Perhaps the judge wanted to say something that his words did not express with sufficient coherence and clarity. Missing completely from this is the fact that the chief problem with SI 33/2019 was the command rate of one-to-one which it imposed. It was unrealistic then and it is even more absurd now. This, of course, is the government doing but the Chief Justice had no business trying to justify the unjustifiable. It’s shocking that there was no dissenting opinion.

One thing for sure though is that this judgement brings to the fore the hazardous nature of the Zimbabwean economic terrain for those engaged in trade and commerce. Just a simple decree can have devastating consequences. For perspective, there are many more in Barber’s situation who are now counting their losses in the wake of the Supreme Court judgment confirming the patently unjust effects of last year’s decree.

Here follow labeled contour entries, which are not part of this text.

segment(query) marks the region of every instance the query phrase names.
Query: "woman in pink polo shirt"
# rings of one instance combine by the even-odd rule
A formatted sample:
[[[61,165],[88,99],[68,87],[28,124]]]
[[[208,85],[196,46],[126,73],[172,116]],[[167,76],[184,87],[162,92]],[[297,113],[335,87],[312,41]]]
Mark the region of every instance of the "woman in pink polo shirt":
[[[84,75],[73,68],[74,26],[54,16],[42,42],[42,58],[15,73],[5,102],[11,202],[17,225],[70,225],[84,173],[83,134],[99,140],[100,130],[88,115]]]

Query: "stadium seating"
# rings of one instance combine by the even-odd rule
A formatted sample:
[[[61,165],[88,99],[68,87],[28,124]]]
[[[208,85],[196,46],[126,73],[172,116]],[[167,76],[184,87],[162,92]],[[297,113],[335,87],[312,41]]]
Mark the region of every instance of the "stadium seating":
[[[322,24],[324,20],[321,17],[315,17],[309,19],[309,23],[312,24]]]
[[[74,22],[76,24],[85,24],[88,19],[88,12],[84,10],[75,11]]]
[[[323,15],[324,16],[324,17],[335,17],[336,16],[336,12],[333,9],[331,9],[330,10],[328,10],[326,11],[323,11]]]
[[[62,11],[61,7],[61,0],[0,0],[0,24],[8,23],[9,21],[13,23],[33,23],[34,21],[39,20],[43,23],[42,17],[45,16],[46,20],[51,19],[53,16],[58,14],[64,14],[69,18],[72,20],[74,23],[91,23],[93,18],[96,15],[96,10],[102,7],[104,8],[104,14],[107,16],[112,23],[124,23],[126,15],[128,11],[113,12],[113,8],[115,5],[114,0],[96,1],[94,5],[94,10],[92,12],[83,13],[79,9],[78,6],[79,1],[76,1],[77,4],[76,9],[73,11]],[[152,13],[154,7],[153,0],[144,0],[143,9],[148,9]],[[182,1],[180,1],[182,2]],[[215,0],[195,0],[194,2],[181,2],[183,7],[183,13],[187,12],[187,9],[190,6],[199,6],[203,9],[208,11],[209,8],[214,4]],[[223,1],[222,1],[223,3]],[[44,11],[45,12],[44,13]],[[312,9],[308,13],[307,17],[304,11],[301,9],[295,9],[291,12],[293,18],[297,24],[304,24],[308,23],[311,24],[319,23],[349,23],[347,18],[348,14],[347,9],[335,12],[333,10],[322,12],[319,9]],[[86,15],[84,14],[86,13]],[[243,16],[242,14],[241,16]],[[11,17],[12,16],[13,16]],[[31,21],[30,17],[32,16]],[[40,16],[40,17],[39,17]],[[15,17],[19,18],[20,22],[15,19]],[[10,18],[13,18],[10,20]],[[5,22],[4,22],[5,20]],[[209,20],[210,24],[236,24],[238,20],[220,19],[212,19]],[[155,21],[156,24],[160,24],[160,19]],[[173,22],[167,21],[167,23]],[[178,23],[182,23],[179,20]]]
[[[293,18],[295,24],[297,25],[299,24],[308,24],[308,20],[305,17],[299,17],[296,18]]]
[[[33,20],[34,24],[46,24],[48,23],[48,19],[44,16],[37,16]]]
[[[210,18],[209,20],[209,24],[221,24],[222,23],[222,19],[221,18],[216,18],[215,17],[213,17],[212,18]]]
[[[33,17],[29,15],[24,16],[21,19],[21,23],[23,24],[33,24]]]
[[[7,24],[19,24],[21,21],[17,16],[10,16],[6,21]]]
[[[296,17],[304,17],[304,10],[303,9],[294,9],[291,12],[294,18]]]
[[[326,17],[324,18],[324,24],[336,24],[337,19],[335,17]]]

They include commercial entities and individuals who were owed US dollar debts and obligations before 22 February 2019. Now they must settle for payment in RTGS dollars converted at a rate of one-to-one when it fact the Interbank and parallel market rates are nowhere near that.

To visualize the scale of the injustice, consider a person who was owed US$100 in January 2019. She will now get RTGS$100. If she changed US$100 at the Interbank market rate she would be getting RTGS$1600. That’s a loss of RTGS$1500. The Supreme Court says it’s what the law allows.

A reduction in an asset from US$3,9 million to US$144,000 is, by all accounts, a serious erosion of violation of one’s private property rights. There is, one might imagine, a good case for challenging the constitutionality of SI 33/2019 (and the subsequent Finance Act No. 2, which replaced and confirmed it in August 2019).  Yet, in view of the reasoning given by the Chief Justice, such an application is unlikely to succeed. The comments suggesting that there is no loss of value suggest a foreclosure of any arguments that there is the erosion of private property right.


As the biggest domestic debtor, the biggest beneficiary in all this is the government itself. All its domestic debts which were denominated in US dollars cannot now be challenged, now that the Supreme Court has spoken. All those who are owed by the government must count their losses.

In effect, SI 33/2019 allowed the government to reduce its domestic debt by theft and the Supreme Court has just confirmed it. Yet in doing so, the government has made itself a hard sell. Creditors will be very cautious and wary the next time it comes asking for credit.

Lawyers operating in an authoritarian environment must find more ingenious ways of protecting the value of their clients’ property in any contractual arrangements. Those who have gained may find comfort in their windfall, but any comfort that comes from authoritarian decrees is false and misleading comfort.

For the rest of the people whose losses have been confirmed, it’s yet another sobering lesson that salvation from authoritarian rule is not to be found in the courts of law; instead, it is in their hands.